How much does it cost to revamp a death chamber in a prison that hosted a notorious botched execution into a state-of-the-art, 21st century, humane and civilised killing machine? $106,042.60 – or so says the state of Oklahoma.

This week Oklahoma opened the doors of its maximum-security state penitentiary in McAlester to show off its spanking-new redesigned execution suite. It was a display of conspicuous transparency put on for the benefit of the media, which was paradoxical in the circumstances, as one of the main changes made under the renovation is to slash the number of media witnesses at all future executions by more than half.

As part of the media tour, the prison authorities handed reporters an itemised balance sheet that listed all the expenses that had gone into the upgrade. The 144 entries ranged from the mundane – $516.92 spent on new carpeting, $358.42 for paint stripper, $55.24 on “nuts and bolts” – to the more resonant.

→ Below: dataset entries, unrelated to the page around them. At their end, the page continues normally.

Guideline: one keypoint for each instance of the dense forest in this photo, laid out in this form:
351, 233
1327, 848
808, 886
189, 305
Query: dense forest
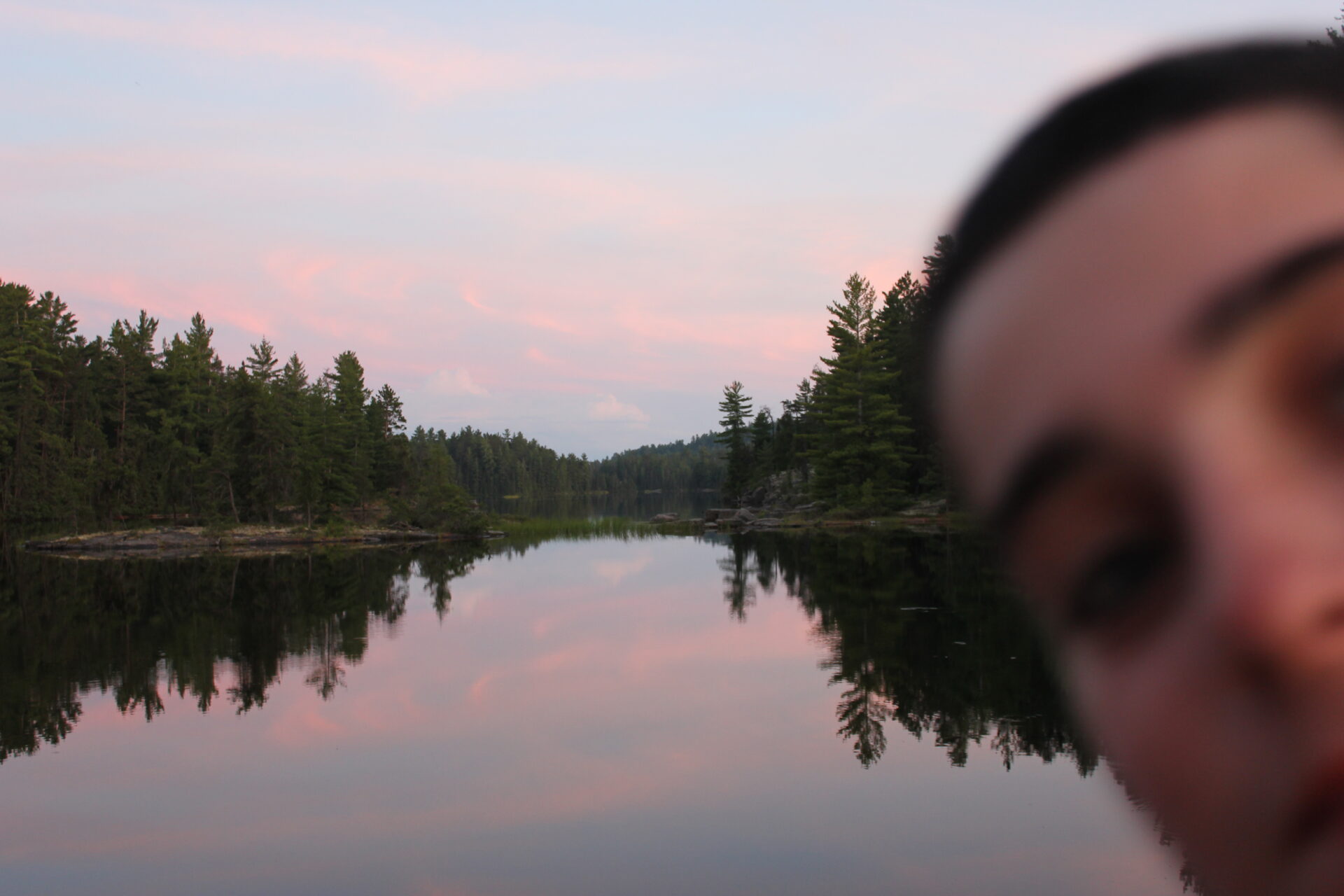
857, 434
132, 425
508, 464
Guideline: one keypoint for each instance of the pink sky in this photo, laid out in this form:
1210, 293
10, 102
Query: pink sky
580, 226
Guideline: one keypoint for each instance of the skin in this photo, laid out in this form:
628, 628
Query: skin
1189, 558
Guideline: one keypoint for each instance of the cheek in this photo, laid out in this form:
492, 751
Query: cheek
1170, 731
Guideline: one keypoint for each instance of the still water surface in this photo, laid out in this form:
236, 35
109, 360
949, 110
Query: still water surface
668, 715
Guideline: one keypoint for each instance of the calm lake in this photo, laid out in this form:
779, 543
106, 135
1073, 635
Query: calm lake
755, 713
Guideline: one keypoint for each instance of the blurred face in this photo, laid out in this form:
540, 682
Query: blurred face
1145, 391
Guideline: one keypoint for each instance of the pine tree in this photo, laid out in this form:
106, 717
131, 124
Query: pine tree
859, 456
736, 409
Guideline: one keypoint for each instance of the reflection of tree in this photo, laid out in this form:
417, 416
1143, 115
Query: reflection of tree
137, 628
918, 630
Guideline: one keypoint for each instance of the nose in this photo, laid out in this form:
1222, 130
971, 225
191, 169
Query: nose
1268, 535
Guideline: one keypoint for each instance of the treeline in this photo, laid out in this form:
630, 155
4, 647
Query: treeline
857, 434
492, 465
220, 630
131, 426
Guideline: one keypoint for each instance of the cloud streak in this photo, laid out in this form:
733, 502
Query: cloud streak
419, 67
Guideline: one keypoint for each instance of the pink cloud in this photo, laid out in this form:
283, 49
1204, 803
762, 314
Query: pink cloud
417, 66
608, 409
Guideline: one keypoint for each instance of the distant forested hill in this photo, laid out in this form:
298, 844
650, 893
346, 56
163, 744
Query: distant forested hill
134, 425
500, 464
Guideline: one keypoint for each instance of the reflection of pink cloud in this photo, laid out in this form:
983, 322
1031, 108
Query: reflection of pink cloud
302, 726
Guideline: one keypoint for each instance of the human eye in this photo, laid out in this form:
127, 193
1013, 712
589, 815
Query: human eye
1121, 582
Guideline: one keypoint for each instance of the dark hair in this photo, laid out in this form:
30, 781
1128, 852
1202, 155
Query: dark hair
1108, 118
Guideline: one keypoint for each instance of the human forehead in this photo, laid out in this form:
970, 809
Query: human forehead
1081, 317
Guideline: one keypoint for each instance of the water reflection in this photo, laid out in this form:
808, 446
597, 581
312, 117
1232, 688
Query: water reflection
561, 719
136, 628
920, 630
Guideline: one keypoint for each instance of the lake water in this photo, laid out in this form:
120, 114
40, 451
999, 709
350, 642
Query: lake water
758, 713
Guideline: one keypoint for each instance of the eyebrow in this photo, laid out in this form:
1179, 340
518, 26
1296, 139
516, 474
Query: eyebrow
1233, 309
1226, 315
1042, 470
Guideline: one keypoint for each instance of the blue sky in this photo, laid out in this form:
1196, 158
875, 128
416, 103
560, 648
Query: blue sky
573, 219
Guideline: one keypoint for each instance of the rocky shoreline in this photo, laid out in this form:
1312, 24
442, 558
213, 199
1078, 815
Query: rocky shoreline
197, 540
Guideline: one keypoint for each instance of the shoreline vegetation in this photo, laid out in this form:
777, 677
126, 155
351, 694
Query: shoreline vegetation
251, 540
137, 426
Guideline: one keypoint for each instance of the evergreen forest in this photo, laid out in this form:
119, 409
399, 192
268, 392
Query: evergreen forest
134, 426
857, 434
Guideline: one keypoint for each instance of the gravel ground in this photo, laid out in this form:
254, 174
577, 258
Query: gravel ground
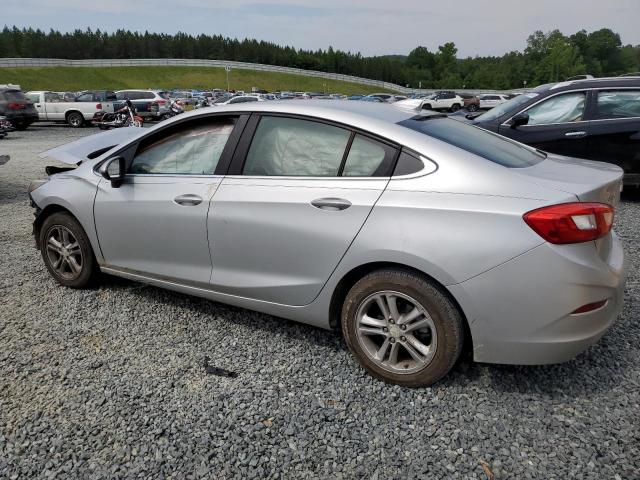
112, 383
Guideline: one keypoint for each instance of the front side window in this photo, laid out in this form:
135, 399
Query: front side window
565, 108
292, 147
618, 104
191, 149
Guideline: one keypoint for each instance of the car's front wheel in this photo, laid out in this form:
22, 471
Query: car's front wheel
402, 328
75, 119
66, 251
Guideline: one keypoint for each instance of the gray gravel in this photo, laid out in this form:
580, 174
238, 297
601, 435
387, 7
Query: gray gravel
111, 383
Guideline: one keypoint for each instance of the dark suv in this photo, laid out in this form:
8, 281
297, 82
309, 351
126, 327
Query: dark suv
597, 119
17, 108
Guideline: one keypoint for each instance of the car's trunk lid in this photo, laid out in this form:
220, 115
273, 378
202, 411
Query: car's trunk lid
588, 180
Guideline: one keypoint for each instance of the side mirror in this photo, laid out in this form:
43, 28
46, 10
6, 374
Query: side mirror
114, 170
520, 119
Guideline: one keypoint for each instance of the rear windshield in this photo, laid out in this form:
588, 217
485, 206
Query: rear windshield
14, 96
476, 140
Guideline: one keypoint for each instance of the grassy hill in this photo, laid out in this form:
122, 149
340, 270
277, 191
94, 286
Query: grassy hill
117, 78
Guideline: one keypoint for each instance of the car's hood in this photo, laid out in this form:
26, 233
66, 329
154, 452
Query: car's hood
79, 151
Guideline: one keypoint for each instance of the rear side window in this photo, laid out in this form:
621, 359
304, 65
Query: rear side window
194, 148
564, 108
292, 147
491, 146
618, 104
368, 158
14, 96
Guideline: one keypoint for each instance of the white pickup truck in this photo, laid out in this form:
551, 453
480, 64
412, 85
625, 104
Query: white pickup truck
51, 106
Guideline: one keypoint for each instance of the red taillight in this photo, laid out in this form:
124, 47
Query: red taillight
571, 222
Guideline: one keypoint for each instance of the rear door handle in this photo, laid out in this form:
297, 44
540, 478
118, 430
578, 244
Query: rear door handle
188, 200
331, 204
575, 134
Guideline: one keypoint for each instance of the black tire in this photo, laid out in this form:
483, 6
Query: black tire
75, 119
88, 265
445, 316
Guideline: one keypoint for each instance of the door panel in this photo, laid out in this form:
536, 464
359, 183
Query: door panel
270, 243
618, 141
142, 227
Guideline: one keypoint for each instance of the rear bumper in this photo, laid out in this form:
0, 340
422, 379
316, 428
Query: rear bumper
520, 312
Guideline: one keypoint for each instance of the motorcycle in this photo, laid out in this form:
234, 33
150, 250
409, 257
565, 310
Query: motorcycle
175, 108
5, 127
122, 118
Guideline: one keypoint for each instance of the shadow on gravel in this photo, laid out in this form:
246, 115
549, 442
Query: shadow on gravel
254, 320
598, 370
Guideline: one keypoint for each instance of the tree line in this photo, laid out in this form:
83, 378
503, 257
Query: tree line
548, 57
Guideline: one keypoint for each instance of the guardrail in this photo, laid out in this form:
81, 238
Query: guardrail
187, 62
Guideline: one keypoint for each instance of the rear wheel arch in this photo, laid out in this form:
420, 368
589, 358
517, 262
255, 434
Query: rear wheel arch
351, 278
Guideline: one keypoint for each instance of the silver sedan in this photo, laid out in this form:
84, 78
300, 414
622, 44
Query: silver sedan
414, 235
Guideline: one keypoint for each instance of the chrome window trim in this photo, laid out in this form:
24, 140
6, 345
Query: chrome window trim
585, 90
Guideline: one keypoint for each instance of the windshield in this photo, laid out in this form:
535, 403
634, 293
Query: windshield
491, 146
506, 107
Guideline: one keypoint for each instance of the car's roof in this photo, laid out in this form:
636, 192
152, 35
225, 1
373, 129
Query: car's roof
590, 83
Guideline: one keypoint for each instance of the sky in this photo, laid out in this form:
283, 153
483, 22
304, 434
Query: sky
372, 27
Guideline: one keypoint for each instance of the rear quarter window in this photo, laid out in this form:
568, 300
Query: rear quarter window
475, 140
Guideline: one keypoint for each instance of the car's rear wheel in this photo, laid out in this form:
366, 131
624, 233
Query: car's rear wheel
21, 125
402, 328
66, 251
75, 119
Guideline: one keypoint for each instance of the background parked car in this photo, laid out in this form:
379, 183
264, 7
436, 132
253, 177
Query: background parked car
492, 100
443, 101
470, 102
16, 107
148, 103
51, 107
597, 119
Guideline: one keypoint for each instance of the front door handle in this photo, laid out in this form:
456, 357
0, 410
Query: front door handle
331, 204
575, 134
188, 199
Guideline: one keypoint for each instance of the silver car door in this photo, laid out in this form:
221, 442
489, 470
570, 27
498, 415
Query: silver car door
279, 228
155, 222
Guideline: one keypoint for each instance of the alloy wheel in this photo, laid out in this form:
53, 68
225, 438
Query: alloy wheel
64, 252
396, 332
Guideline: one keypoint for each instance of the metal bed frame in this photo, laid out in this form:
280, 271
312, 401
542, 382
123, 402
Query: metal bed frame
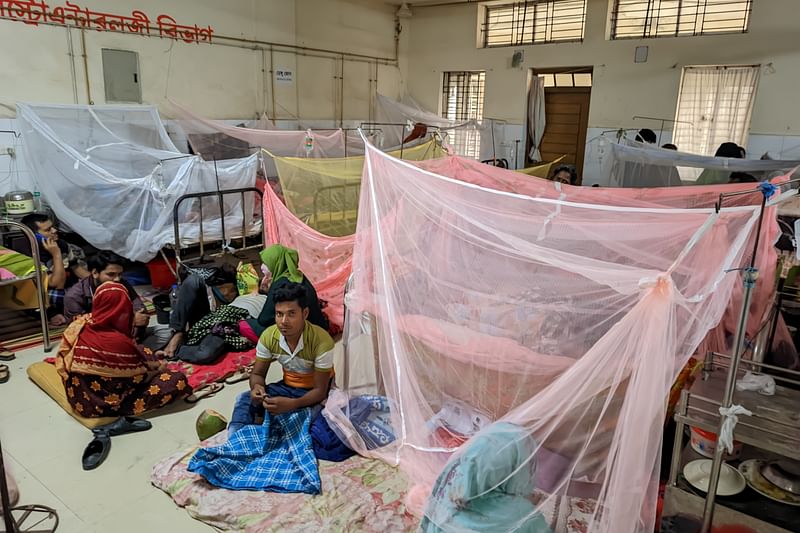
224, 248
37, 276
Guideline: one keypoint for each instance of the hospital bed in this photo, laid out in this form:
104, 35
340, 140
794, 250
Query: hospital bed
202, 235
38, 277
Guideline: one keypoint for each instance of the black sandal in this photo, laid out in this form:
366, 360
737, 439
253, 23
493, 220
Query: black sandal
6, 354
123, 425
96, 452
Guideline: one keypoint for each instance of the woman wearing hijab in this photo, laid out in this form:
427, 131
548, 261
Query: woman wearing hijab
487, 487
280, 267
105, 372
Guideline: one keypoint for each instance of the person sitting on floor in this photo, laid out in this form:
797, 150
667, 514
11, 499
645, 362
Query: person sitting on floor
304, 350
72, 258
203, 291
107, 266
280, 268
105, 372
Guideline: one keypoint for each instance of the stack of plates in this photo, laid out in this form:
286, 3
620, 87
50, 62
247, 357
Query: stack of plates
776, 480
697, 473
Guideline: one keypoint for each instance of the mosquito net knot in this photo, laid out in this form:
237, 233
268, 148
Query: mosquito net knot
661, 284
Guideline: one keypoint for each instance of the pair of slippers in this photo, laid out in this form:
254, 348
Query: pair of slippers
97, 450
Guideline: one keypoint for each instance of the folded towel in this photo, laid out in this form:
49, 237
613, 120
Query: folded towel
758, 382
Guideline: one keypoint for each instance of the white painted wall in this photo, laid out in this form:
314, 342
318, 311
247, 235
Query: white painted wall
444, 38
226, 79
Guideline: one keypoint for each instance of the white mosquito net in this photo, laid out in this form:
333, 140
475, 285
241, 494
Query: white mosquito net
323, 192
634, 164
112, 175
215, 138
472, 306
481, 140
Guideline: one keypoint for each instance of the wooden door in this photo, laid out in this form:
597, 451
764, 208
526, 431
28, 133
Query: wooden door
567, 115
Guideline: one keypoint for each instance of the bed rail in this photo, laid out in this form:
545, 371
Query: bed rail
225, 247
37, 276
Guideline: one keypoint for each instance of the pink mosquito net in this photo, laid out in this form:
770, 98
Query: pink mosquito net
327, 260
564, 312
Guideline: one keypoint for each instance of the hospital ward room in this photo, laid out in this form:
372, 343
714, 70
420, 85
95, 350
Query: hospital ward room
374, 266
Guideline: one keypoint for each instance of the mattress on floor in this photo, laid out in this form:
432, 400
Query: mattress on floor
199, 375
358, 494
46, 377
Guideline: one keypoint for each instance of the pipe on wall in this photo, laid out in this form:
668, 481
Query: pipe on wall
86, 67
73, 73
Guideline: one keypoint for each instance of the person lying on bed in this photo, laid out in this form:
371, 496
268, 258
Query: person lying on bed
107, 266
280, 268
105, 372
304, 350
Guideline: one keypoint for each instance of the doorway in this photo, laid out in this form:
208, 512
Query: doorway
567, 93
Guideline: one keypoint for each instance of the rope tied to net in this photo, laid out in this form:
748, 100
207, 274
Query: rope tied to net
767, 189
729, 420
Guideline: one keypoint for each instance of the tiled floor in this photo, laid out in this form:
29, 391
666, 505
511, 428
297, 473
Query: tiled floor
43, 447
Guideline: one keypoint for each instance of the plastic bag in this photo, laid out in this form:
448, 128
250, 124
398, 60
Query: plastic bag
246, 279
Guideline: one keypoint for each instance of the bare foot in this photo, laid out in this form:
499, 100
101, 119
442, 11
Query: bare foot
172, 346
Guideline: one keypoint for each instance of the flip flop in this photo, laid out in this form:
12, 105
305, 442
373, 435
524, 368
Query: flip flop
205, 391
240, 375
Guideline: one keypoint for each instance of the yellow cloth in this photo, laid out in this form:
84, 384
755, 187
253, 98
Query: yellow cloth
324, 192
541, 170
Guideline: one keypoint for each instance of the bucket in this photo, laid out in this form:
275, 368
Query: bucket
163, 308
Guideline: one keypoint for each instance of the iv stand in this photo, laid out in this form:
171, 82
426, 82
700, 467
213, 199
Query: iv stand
749, 277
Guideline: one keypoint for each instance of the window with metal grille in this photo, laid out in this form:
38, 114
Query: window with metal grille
533, 22
715, 105
636, 19
462, 101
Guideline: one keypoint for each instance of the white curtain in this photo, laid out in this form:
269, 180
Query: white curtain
536, 118
714, 106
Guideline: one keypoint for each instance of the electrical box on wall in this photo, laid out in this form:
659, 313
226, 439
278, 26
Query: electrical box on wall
121, 76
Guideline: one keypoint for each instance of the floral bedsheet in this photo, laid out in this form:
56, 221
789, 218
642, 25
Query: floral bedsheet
358, 495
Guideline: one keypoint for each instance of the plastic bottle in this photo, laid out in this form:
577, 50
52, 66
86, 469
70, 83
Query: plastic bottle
173, 296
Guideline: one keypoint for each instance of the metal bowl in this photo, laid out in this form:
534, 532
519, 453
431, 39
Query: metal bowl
784, 475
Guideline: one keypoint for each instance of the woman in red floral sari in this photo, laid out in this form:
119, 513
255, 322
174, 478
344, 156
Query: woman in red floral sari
105, 372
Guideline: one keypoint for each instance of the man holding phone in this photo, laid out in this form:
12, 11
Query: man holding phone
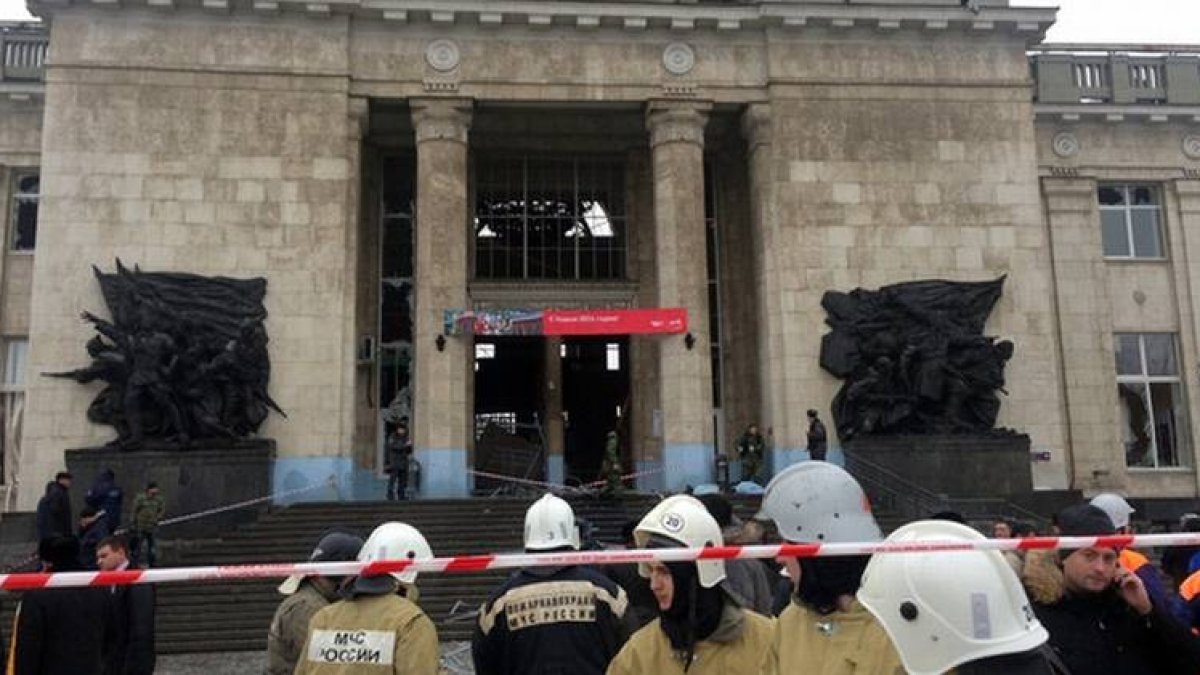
1101, 619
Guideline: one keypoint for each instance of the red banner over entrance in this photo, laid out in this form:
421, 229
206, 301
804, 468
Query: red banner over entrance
661, 321
615, 322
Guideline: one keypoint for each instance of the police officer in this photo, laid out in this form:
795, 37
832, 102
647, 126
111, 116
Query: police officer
701, 628
823, 628
551, 619
963, 610
304, 597
378, 628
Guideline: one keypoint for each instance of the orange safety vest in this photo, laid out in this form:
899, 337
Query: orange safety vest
1191, 587
1132, 560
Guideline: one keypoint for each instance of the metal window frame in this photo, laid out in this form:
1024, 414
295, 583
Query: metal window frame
16, 199
1127, 210
1144, 377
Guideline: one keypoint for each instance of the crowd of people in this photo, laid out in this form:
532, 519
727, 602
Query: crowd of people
1090, 611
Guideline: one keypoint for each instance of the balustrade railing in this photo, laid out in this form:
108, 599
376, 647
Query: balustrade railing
1117, 76
22, 53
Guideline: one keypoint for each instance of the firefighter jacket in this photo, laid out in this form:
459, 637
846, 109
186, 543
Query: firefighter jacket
370, 635
843, 643
289, 628
569, 620
738, 646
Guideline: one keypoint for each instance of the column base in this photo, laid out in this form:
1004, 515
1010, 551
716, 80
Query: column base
443, 473
687, 464
649, 476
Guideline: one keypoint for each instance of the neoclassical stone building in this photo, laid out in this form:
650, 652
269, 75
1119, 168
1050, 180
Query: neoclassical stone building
383, 162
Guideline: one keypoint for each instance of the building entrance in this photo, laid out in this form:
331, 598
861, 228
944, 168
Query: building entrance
544, 407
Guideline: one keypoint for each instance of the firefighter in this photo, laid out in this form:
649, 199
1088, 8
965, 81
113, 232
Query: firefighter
701, 628
569, 619
963, 610
378, 628
823, 628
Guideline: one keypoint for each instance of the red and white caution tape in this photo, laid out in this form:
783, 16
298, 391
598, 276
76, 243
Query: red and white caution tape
459, 565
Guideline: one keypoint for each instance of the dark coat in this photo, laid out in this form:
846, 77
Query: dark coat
131, 650
106, 495
61, 632
1099, 634
89, 541
54, 513
551, 621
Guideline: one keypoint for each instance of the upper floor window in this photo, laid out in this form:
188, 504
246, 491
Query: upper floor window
1132, 221
550, 219
1152, 411
24, 210
15, 356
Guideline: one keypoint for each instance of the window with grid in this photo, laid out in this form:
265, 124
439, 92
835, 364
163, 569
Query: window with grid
1132, 221
1151, 406
25, 195
550, 217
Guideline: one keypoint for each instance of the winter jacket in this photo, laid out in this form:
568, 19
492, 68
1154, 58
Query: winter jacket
89, 539
106, 495
370, 635
1159, 595
148, 511
557, 620
738, 646
54, 512
843, 643
289, 628
1099, 633
749, 581
61, 632
131, 651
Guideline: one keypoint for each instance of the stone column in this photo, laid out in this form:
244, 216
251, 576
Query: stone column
442, 414
685, 388
1187, 274
1096, 460
552, 398
787, 438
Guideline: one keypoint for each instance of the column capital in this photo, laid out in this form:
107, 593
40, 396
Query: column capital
677, 121
756, 125
442, 119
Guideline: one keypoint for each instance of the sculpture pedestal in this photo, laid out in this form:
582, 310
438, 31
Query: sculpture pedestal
190, 481
987, 465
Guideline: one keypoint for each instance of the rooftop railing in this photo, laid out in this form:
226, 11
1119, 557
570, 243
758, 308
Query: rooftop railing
1116, 75
23, 51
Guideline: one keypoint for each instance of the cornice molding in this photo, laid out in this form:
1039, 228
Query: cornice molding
1030, 23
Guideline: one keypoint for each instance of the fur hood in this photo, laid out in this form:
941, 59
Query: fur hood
1042, 577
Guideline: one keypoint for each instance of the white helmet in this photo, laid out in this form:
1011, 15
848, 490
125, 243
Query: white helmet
683, 519
945, 609
550, 524
1117, 509
817, 501
393, 541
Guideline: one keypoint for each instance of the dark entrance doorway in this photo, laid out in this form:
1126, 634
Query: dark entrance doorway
595, 400
509, 410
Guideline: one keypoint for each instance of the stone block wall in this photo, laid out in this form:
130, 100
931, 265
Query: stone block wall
898, 174
1099, 297
192, 143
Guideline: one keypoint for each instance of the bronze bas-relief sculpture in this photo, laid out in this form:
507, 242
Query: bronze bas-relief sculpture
915, 359
184, 359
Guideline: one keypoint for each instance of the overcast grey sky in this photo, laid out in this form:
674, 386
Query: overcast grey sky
1137, 22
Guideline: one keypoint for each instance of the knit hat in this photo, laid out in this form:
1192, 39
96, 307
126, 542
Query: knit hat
1084, 520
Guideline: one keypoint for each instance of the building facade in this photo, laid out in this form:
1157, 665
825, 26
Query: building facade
381, 163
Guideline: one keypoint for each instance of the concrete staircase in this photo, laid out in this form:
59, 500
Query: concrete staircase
234, 615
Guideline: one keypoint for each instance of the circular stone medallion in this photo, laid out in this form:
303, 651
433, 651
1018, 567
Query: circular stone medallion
442, 55
1066, 144
678, 58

Almost $2,000 were spent on restraints – four brown leather straps, one for each of the offender’s hands and one for each ankle. There was an order for 34 needles, as well as a set of new syringes for administering the lethal drugs.

And then there was the listing for a “surgical table”, commonly known as a gurney, costing a substantial $12,500. In case Oklahoma taxpayers are tempted to complain about such lavish expense, it should be pointed out that the new gurney is likely to see plenty of use: the last one was purchased by the state in the 1950s and was the centrepiece of at least 111 judicial killings.

Scott Crow, the department of corrections administrator of field operations who conducted the tour, waxed lyrical about the capabilities of the new death bed. “This is an electric bed which has the ability to raise or lower to accommodate the needs not only of witnesses in the viewing areas but any needs as far as the offender is concerned,” he said.

He pressed a set of buttons beneath the gurney so that the assembled media representatives could see it rise and fall, rise and fall, with the cheerful smoothness of a carousel horse.